■円安の影響で、日本で働く外国人労働者に“日本離れ”の動き…
日本での賃金が世界と比べて低くなることは、日本に出稼ぎに来ている外国人労働者の収入にも打撃を与えます。最も多い45万人が入国しているベトナム人の労働者で考えてみますと、例えば、10万円を母国に仕送りして現地通貨のドンに両替した場合、去年ですと、2000万ドンになりましたが、今年は円安の影響で、およそ15%も目減りしてしまうのです。

ベトナム人労働者をサポートする一般社団法人日本アジア青年交流協会によれば、実質的に給料が減る事態を受けて「日本よりも他国で働くことを希望する人が増えた」と言います。
■1ドル=150円ラインは大きな境目
さらに、中国との関係でも、今回の円安のレベルは大きな意味を持つ可能性が指摘されています。中国と言えば、各国の企業が製造業の拠点を置くなど、かつては日本よりも圧倒的に労働者の賃金が安い国でした。しかし、この10年、中国の製造業の平均賃金は倍以上も上昇。逆に日本の賃金は、円安によって相対的に下がってきたわけです。

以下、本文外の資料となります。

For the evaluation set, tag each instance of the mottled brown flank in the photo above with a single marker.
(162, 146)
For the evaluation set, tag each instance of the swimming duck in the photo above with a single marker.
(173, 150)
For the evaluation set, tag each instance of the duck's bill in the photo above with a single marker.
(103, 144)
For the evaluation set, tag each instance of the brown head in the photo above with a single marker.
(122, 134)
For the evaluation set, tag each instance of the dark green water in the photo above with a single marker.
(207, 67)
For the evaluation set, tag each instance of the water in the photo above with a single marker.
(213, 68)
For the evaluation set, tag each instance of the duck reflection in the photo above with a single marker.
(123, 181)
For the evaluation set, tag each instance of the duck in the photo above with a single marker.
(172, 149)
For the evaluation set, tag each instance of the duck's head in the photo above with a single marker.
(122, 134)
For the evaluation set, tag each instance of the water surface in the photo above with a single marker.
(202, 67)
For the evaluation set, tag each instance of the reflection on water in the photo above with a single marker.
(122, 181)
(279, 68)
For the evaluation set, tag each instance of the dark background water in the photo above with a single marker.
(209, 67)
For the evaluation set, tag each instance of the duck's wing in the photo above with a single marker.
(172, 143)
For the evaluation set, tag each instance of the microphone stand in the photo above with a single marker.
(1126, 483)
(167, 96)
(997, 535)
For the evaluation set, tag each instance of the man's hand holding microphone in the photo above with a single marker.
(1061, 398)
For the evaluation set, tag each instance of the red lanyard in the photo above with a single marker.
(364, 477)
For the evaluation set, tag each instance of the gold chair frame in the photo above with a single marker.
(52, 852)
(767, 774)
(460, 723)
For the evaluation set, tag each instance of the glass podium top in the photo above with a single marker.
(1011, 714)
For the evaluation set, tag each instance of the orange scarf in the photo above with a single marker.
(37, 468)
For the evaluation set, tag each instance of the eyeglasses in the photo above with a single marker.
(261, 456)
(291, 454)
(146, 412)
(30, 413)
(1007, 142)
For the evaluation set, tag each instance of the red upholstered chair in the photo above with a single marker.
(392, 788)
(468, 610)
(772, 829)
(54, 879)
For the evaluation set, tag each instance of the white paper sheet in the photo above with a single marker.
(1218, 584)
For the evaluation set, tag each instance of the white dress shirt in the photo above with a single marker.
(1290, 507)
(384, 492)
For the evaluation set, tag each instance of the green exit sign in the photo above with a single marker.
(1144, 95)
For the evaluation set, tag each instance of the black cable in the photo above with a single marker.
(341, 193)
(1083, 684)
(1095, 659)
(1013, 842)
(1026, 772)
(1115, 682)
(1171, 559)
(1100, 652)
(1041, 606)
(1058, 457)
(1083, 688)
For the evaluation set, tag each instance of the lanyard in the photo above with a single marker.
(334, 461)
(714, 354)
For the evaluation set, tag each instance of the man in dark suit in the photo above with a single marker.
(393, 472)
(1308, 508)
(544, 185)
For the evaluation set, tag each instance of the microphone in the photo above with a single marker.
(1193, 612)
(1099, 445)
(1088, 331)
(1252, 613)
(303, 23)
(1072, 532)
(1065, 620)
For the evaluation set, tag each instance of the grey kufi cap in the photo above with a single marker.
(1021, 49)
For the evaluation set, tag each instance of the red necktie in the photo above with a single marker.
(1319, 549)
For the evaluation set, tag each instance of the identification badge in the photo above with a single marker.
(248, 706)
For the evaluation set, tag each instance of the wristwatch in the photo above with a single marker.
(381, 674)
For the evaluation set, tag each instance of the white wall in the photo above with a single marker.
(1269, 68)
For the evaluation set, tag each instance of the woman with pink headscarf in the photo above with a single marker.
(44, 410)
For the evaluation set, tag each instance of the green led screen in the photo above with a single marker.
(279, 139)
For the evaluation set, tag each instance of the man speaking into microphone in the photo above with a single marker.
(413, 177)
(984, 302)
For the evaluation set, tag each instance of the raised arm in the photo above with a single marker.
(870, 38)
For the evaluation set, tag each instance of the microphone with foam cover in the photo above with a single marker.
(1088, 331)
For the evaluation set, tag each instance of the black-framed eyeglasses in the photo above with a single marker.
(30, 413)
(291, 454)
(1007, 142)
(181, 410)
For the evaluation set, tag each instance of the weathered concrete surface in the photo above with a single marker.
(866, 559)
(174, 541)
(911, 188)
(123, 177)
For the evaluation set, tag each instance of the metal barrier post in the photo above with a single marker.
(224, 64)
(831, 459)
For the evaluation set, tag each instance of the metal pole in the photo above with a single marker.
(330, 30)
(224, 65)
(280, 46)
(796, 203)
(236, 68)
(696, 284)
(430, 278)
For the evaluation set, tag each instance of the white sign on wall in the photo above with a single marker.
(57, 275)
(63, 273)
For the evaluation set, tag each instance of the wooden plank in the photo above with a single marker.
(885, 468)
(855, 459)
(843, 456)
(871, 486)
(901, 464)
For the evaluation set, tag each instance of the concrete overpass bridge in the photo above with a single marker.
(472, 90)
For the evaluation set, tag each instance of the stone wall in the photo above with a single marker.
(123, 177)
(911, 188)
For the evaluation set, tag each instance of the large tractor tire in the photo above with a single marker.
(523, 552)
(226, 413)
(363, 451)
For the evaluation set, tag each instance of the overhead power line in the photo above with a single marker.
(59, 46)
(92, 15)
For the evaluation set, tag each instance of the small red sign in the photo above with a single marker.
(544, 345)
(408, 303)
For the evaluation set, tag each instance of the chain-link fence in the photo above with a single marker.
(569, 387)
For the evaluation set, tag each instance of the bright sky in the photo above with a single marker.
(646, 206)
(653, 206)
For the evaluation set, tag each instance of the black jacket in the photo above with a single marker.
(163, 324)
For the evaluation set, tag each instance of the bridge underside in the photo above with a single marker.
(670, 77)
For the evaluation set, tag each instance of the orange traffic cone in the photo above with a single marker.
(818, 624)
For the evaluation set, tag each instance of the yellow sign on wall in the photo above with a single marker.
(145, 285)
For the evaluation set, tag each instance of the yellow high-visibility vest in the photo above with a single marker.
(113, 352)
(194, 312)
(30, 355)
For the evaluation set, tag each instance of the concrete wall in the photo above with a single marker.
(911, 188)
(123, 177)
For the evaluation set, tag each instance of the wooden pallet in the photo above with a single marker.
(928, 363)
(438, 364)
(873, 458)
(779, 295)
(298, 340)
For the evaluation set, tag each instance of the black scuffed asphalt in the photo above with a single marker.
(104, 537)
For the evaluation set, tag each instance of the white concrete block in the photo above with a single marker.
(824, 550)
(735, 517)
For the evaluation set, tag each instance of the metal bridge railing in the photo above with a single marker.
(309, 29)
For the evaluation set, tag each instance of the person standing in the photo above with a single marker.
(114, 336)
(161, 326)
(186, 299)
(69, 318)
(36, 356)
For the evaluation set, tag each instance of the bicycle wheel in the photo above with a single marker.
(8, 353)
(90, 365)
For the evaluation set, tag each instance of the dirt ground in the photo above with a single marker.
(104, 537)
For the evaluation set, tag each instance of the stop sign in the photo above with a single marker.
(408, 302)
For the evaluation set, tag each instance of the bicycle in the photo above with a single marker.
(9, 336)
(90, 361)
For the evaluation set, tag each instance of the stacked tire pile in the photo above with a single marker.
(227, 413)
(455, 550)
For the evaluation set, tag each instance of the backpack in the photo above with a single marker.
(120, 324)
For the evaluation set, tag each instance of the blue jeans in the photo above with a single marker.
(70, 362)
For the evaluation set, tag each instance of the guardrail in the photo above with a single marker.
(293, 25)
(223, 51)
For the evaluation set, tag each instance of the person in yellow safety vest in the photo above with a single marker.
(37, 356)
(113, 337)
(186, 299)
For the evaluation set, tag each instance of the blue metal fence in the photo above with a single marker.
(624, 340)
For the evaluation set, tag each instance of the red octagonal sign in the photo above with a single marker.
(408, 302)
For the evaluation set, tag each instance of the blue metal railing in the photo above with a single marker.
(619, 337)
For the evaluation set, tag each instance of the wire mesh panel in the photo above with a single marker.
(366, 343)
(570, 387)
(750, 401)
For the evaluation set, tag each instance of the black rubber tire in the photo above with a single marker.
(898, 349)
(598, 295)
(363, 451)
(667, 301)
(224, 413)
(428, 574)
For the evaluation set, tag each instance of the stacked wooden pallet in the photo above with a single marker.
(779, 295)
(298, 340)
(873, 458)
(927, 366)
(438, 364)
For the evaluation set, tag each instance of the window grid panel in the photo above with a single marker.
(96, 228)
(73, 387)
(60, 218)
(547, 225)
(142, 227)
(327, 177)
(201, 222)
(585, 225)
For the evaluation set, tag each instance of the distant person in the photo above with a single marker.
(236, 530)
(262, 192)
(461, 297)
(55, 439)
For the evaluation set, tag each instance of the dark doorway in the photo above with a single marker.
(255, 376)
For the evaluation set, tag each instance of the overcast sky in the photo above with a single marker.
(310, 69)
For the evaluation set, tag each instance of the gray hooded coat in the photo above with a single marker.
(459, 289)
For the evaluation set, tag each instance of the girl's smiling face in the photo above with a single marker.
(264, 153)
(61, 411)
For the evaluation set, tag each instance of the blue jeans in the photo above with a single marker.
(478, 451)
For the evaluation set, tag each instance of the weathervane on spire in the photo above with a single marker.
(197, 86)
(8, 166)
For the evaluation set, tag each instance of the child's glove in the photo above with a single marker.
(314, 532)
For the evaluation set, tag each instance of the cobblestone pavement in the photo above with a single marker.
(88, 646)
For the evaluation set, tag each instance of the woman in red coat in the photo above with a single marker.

経済評論家の加谷珪一さんは、今回の円安、1ドル=150円のラインについて、「国ごとの生産コストを比べる指標でみると、中国と日本の賃金が逆転する」と指摘。そうなると、日本に来ていたベトナムなどの外国人労働者が、より高い給料を求めて中国へと流れる懸念があるといいます。
円安が過度に進むと、日本は、貴重な労働力を失う可能性もあるのです。